Cozy Flash: “Memory in a Bottle”

I couldn’t remember her face.

I stood outside our cobblestone cabin. It sat nestled within a field of lavender, and the scent of magic wafted off the grey stonework—like caramelized sugar mixed with ozone. My fingers traced the carving on our front door:

I.L. + S.A.

The sky was heavy. Half-dry tunics still hung on the clothesline, shifting and waving in the plow wind. Where was my S.A.? The memory slipped through my grasp like water. Just like all the rest. I couldn’t tell how long it had been since my decline began. I couldn’t even recall how long I had been standing outside.

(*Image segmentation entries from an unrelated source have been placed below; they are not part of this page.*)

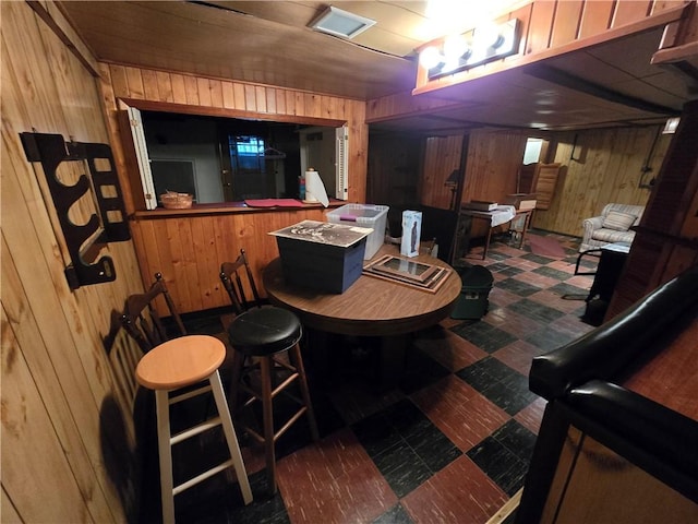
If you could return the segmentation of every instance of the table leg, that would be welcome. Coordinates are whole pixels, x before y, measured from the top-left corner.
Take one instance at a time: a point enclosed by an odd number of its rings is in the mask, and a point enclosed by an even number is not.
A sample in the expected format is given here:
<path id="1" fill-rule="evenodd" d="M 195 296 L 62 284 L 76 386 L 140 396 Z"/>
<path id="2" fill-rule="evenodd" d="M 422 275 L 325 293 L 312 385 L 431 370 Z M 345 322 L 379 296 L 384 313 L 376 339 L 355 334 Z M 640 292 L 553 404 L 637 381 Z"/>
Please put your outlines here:
<path id="1" fill-rule="evenodd" d="M 408 335 L 381 337 L 378 388 L 381 391 L 397 388 L 405 374 Z"/>
<path id="2" fill-rule="evenodd" d="M 492 225 L 488 228 L 488 238 L 484 241 L 484 251 L 482 252 L 482 260 L 488 257 L 488 249 L 490 249 L 490 238 L 492 237 Z"/>

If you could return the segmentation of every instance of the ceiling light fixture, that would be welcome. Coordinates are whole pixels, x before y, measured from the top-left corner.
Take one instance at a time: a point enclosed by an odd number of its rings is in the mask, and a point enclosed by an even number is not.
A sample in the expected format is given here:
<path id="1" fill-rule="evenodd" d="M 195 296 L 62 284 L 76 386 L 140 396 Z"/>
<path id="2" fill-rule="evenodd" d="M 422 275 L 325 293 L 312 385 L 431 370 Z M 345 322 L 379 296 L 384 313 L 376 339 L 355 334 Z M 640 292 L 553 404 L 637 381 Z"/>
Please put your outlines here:
<path id="1" fill-rule="evenodd" d="M 329 5 L 309 27 L 328 35 L 351 39 L 375 24 L 375 20 Z"/>
<path id="2" fill-rule="evenodd" d="M 518 20 L 503 24 L 483 24 L 461 35 L 445 37 L 440 45 L 425 47 L 420 63 L 429 71 L 429 79 L 500 60 L 518 52 Z"/>
<path id="3" fill-rule="evenodd" d="M 666 120 L 664 124 L 664 129 L 662 129 L 662 134 L 672 134 L 676 132 L 676 128 L 678 128 L 678 122 L 681 121 L 679 117 L 672 117 Z"/>

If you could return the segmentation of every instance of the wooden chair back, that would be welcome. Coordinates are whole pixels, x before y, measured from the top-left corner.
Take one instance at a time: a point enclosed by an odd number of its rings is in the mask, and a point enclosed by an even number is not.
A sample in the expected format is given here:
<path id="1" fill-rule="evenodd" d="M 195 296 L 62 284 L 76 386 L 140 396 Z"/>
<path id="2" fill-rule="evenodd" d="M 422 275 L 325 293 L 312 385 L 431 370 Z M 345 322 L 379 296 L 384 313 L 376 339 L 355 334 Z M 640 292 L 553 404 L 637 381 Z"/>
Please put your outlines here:
<path id="1" fill-rule="evenodd" d="M 240 254 L 234 262 L 220 264 L 220 282 L 230 297 L 236 314 L 243 313 L 252 306 L 262 307 L 257 286 L 254 283 L 244 249 L 240 250 Z M 249 299 L 249 291 L 252 293 L 254 301 Z"/>
<path id="2" fill-rule="evenodd" d="M 173 330 L 170 329 L 168 332 L 163 323 L 155 307 L 158 297 L 165 299 L 170 315 L 177 324 L 178 333 L 170 334 Z M 170 338 L 186 334 L 184 323 L 174 308 L 172 297 L 170 297 L 160 273 L 155 274 L 155 282 L 146 293 L 131 295 L 127 298 L 121 324 L 125 332 L 136 341 L 143 353 L 149 352 Z"/>

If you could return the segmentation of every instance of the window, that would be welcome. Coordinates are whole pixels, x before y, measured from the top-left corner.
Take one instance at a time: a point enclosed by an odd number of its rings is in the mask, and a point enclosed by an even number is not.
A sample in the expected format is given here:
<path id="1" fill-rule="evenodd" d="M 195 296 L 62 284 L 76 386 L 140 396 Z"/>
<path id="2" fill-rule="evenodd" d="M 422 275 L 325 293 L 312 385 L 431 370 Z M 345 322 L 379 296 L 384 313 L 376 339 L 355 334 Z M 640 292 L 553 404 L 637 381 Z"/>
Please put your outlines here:
<path id="1" fill-rule="evenodd" d="M 346 199 L 346 128 L 135 108 L 129 108 L 129 118 L 148 210 L 160 205 L 164 189 L 193 192 L 197 203 L 298 198 L 300 175 L 315 166 L 322 166 L 315 168 L 329 195 Z M 330 148 L 314 147 L 305 130 L 315 143 L 327 136 Z M 339 134 L 340 155 L 332 147 L 339 145 L 333 140 Z"/>

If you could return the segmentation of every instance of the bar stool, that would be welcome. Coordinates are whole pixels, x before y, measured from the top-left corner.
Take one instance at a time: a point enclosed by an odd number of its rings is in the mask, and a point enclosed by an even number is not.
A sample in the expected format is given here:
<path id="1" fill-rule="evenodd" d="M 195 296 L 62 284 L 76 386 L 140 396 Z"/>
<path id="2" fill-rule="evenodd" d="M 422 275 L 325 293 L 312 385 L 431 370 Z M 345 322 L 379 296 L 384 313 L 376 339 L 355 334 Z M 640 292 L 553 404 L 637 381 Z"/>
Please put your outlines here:
<path id="1" fill-rule="evenodd" d="M 176 495 L 228 467 L 234 467 L 244 503 L 252 502 L 250 481 L 218 373 L 218 368 L 225 357 L 226 346 L 218 338 L 208 335 L 186 335 L 154 347 L 140 360 L 136 367 L 135 373 L 139 383 L 155 391 L 160 496 L 163 522 L 166 524 L 174 522 Z M 204 384 L 204 381 L 207 384 Z M 200 388 L 188 388 L 200 383 L 202 384 Z M 185 390 L 182 390 L 183 388 Z M 218 416 L 180 433 L 171 434 L 170 405 L 209 391 L 214 395 Z M 172 396 L 170 396 L 170 392 L 172 392 Z M 226 436 L 230 458 L 179 486 L 173 486 L 171 446 L 219 425 L 222 426 Z"/>
<path id="2" fill-rule="evenodd" d="M 241 425 L 252 438 L 264 444 L 267 483 L 272 493 L 276 492 L 276 453 L 275 443 L 301 416 L 305 415 L 313 441 L 320 439 L 317 424 L 310 400 L 308 379 L 299 341 L 302 335 L 301 323 L 292 312 L 281 308 L 250 309 L 234 319 L 228 327 L 230 345 L 234 349 L 232 381 L 230 385 L 230 405 L 242 409 L 255 402 L 262 404 L 263 433 L 250 426 Z M 288 355 L 288 361 L 282 357 Z M 245 360 L 248 365 L 245 366 Z M 251 373 L 258 372 L 258 386 L 254 380 L 246 380 Z M 282 376 L 287 372 L 286 377 Z M 297 382 L 301 397 L 293 395 L 288 388 Z M 239 402 L 240 392 L 249 396 Z M 298 409 L 278 429 L 274 428 L 274 400 L 284 393 L 291 398 Z"/>
<path id="3" fill-rule="evenodd" d="M 245 278 L 246 286 L 243 285 Z M 274 444 L 277 439 L 305 415 L 313 441 L 320 440 L 299 345 L 303 327 L 299 318 L 291 311 L 262 306 L 243 249 L 240 250 L 240 255 L 234 262 L 224 262 L 220 265 L 220 281 L 236 313 L 236 318 L 227 325 L 228 340 L 233 349 L 230 404 L 233 413 L 255 402 L 262 404 L 263 434 L 248 425 L 241 424 L 240 427 L 244 427 L 250 437 L 264 444 L 268 487 L 269 491 L 275 493 Z M 254 301 L 248 299 L 245 288 L 252 290 Z M 288 359 L 285 358 L 286 356 Z M 248 380 L 253 373 L 255 376 L 258 373 L 257 386 L 252 385 L 253 380 Z M 286 373 L 287 377 L 281 379 L 281 373 Z M 275 385 L 279 380 L 278 385 Z M 299 385 L 301 398 L 289 391 L 289 386 L 294 382 Z M 238 402 L 241 391 L 246 393 L 248 397 L 243 402 Z M 275 430 L 274 398 L 280 393 L 291 398 L 298 405 L 298 410 L 278 430 Z"/>

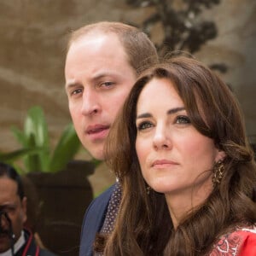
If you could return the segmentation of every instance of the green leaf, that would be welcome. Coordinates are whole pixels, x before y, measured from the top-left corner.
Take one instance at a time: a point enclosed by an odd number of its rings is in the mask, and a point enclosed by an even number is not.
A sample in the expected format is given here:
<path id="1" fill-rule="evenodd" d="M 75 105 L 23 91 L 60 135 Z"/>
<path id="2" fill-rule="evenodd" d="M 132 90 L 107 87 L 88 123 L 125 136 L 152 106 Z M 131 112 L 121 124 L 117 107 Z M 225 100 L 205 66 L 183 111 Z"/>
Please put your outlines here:
<path id="1" fill-rule="evenodd" d="M 80 141 L 73 124 L 67 125 L 50 160 L 49 166 L 50 171 L 55 172 L 63 170 L 70 160 L 78 153 L 80 146 Z"/>

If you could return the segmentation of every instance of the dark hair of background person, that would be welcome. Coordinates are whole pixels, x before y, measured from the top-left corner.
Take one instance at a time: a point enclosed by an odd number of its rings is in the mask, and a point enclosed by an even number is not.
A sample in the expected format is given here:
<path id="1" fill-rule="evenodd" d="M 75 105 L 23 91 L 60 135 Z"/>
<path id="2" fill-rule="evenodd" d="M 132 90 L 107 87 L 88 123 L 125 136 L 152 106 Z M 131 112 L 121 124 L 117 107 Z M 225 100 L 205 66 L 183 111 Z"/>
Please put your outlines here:
<path id="1" fill-rule="evenodd" d="M 14 180 L 17 185 L 18 185 L 18 190 L 17 194 L 22 201 L 24 197 L 24 189 L 22 185 L 22 181 L 20 178 L 20 176 L 17 173 L 16 170 L 12 167 L 11 166 L 5 164 L 5 163 L 0 163 L 0 177 L 7 177 L 12 180 Z"/>
<path id="2" fill-rule="evenodd" d="M 175 230 L 165 195 L 147 194 L 136 154 L 137 102 L 153 79 L 173 84 L 192 125 L 226 154 L 221 183 Z M 241 108 L 230 88 L 193 58 L 174 56 L 142 74 L 109 133 L 106 155 L 123 197 L 104 255 L 204 255 L 220 235 L 256 222 L 256 167 Z"/>

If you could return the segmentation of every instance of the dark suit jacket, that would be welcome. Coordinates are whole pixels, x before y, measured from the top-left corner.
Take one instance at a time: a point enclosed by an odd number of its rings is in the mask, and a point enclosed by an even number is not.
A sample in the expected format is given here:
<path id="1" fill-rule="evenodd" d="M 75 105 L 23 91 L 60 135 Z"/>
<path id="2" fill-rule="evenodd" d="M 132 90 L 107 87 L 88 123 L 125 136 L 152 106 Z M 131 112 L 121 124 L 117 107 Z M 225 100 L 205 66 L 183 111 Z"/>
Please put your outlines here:
<path id="1" fill-rule="evenodd" d="M 108 202 L 115 184 L 96 198 L 88 207 L 84 217 L 79 256 L 92 256 L 93 243 L 97 232 L 103 224 Z"/>

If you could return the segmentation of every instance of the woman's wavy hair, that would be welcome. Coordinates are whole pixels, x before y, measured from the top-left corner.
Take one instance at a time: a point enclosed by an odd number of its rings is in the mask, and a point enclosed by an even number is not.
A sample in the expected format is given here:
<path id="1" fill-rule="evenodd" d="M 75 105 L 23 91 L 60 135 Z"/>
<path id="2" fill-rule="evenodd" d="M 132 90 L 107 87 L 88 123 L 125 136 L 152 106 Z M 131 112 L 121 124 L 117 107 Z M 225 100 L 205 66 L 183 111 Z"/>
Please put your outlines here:
<path id="1" fill-rule="evenodd" d="M 147 194 L 136 154 L 137 102 L 153 79 L 172 83 L 192 125 L 226 154 L 221 183 L 176 230 L 164 195 Z M 123 195 L 104 255 L 205 255 L 220 235 L 256 222 L 255 162 L 239 104 L 212 71 L 191 57 L 171 57 L 140 76 L 109 133 L 106 159 Z"/>

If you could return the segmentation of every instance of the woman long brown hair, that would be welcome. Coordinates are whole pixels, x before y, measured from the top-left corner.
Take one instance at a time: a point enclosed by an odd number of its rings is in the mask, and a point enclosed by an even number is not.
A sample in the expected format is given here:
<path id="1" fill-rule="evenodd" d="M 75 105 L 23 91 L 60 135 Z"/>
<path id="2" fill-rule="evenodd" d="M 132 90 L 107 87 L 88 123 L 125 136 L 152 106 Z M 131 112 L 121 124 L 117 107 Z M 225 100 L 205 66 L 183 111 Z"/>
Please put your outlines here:
<path id="1" fill-rule="evenodd" d="M 220 183 L 177 229 L 165 195 L 148 193 L 135 148 L 137 102 L 154 78 L 172 81 L 192 125 L 226 154 Z M 172 57 L 137 79 L 109 134 L 106 154 L 123 195 L 104 255 L 205 255 L 219 236 L 256 222 L 255 162 L 239 104 L 230 88 L 195 59 Z"/>

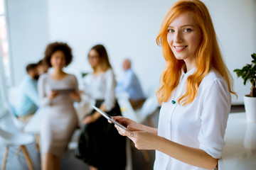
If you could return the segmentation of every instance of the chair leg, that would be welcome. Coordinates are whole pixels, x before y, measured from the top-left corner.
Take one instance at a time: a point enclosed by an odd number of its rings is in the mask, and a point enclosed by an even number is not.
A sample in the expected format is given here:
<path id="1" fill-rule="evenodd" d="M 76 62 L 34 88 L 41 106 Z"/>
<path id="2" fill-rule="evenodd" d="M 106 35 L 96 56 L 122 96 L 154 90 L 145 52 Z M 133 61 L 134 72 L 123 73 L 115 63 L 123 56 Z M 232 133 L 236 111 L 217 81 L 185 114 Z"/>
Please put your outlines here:
<path id="1" fill-rule="evenodd" d="M 150 158 L 149 158 L 149 153 L 147 152 L 146 150 L 142 150 L 142 154 L 143 154 L 143 157 L 144 158 L 145 161 L 146 162 L 150 162 Z"/>
<path id="2" fill-rule="evenodd" d="M 17 157 L 19 157 L 19 153 L 20 153 L 21 151 L 21 147 L 18 146 L 18 149 L 17 149 L 17 152 L 16 152 Z"/>
<path id="3" fill-rule="evenodd" d="M 24 153 L 24 156 L 25 156 L 25 159 L 26 159 L 26 162 L 27 162 L 29 170 L 33 170 L 33 162 L 31 159 L 29 157 L 28 152 L 27 151 L 27 149 L 26 149 L 25 145 L 21 145 L 21 149 L 23 151 L 23 152 Z"/>
<path id="4" fill-rule="evenodd" d="M 4 152 L 2 170 L 5 170 L 5 167 L 6 167 L 6 161 L 7 161 L 7 155 L 8 155 L 8 146 L 6 147 L 6 150 L 5 150 L 5 152 Z"/>
<path id="5" fill-rule="evenodd" d="M 40 152 L 41 144 L 40 144 L 40 135 L 36 134 L 36 149 Z"/>

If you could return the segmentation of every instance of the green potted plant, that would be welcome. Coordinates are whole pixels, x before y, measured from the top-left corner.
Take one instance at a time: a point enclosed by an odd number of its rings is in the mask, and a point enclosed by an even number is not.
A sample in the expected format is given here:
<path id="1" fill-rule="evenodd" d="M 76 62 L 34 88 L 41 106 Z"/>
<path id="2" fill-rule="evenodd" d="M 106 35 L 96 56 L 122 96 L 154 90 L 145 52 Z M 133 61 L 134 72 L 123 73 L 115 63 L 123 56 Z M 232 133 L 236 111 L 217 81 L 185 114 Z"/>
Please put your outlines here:
<path id="1" fill-rule="evenodd" d="M 250 82 L 252 88 L 250 94 L 244 96 L 246 117 L 248 122 L 256 123 L 256 53 L 252 55 L 252 64 L 246 64 L 241 69 L 234 70 L 238 77 L 244 80 L 244 85 Z"/>

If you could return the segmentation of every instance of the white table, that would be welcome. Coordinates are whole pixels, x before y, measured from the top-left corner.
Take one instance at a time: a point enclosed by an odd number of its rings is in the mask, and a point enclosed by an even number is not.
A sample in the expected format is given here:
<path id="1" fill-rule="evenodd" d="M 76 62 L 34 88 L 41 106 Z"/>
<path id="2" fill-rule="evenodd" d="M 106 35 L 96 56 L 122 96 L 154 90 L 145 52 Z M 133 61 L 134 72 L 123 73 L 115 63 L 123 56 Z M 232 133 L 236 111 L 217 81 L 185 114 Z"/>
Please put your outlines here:
<path id="1" fill-rule="evenodd" d="M 256 124 L 245 113 L 229 115 L 225 142 L 218 170 L 256 169 Z"/>

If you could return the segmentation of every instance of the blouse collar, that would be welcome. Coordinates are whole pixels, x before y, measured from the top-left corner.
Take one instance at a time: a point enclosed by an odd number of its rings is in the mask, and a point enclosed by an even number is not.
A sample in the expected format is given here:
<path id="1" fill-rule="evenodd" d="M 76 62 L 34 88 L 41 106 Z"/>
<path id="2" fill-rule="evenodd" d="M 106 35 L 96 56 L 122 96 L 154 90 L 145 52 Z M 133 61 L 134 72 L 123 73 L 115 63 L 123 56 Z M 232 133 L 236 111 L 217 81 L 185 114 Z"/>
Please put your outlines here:
<path id="1" fill-rule="evenodd" d="M 193 69 L 191 69 L 191 70 L 189 70 L 188 72 L 185 73 L 185 67 L 186 67 L 186 65 L 183 64 L 181 67 L 181 77 L 183 76 L 189 76 L 190 75 L 192 75 L 194 72 L 195 72 L 195 70 L 196 70 L 196 67 L 193 67 Z"/>

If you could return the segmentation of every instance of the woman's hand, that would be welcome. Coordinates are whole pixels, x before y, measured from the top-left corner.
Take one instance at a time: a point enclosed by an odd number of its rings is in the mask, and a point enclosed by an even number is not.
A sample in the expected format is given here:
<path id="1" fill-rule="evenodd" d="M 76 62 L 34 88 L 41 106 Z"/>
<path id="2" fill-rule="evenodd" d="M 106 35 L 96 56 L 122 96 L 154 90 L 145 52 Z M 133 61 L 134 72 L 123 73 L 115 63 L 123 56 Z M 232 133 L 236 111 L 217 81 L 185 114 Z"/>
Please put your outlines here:
<path id="1" fill-rule="evenodd" d="M 71 92 L 69 94 L 70 97 L 75 101 L 80 102 L 81 101 L 80 95 L 78 92 Z"/>
<path id="2" fill-rule="evenodd" d="M 55 98 L 59 94 L 58 91 L 52 91 L 48 96 L 48 98 L 50 101 L 52 101 L 54 98 Z"/>
<path id="3" fill-rule="evenodd" d="M 128 137 L 134 143 L 135 147 L 138 149 L 156 149 L 159 136 L 155 133 L 135 129 L 129 125 L 127 128 L 132 132 L 126 130 L 118 125 L 114 127 L 118 132 L 123 136 Z"/>
<path id="4" fill-rule="evenodd" d="M 89 124 L 89 123 L 92 123 L 95 122 L 99 118 L 97 118 L 95 115 L 95 113 L 93 113 L 92 115 L 87 115 L 86 116 L 83 120 L 82 120 L 82 124 L 85 125 L 85 124 Z"/>

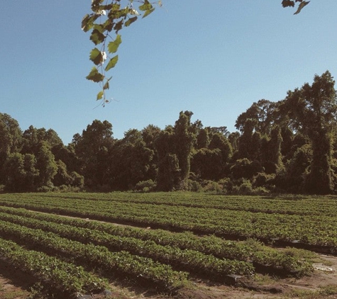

I entered our home. Cold had seeped into its walls and the fire had died to embers. Only half-dead candles provided any illumination. On the chestnut table was a cup of tea, the brew I liked to enjoy in the morning, now deathly chill. A small taste revealed only bitterness. The cabin was lifeless, with no S.A. to be found.

In the center of the living room was the machine. Rings of ivory and wood connected by red threads and decorated in obscure sigils worked as a chassis for an empty interior. Beside it sat a blue bottle filled with cloudy black water and an etched intricate stave dancing against the sapphire glass. The piece of parchment next to it read:

Love, place the bottle within the chamber while I am away. If it runs dry, we have extra ingredients in the kitchen. Equal parts rain, tears, and ash from your hair. ~ S.A.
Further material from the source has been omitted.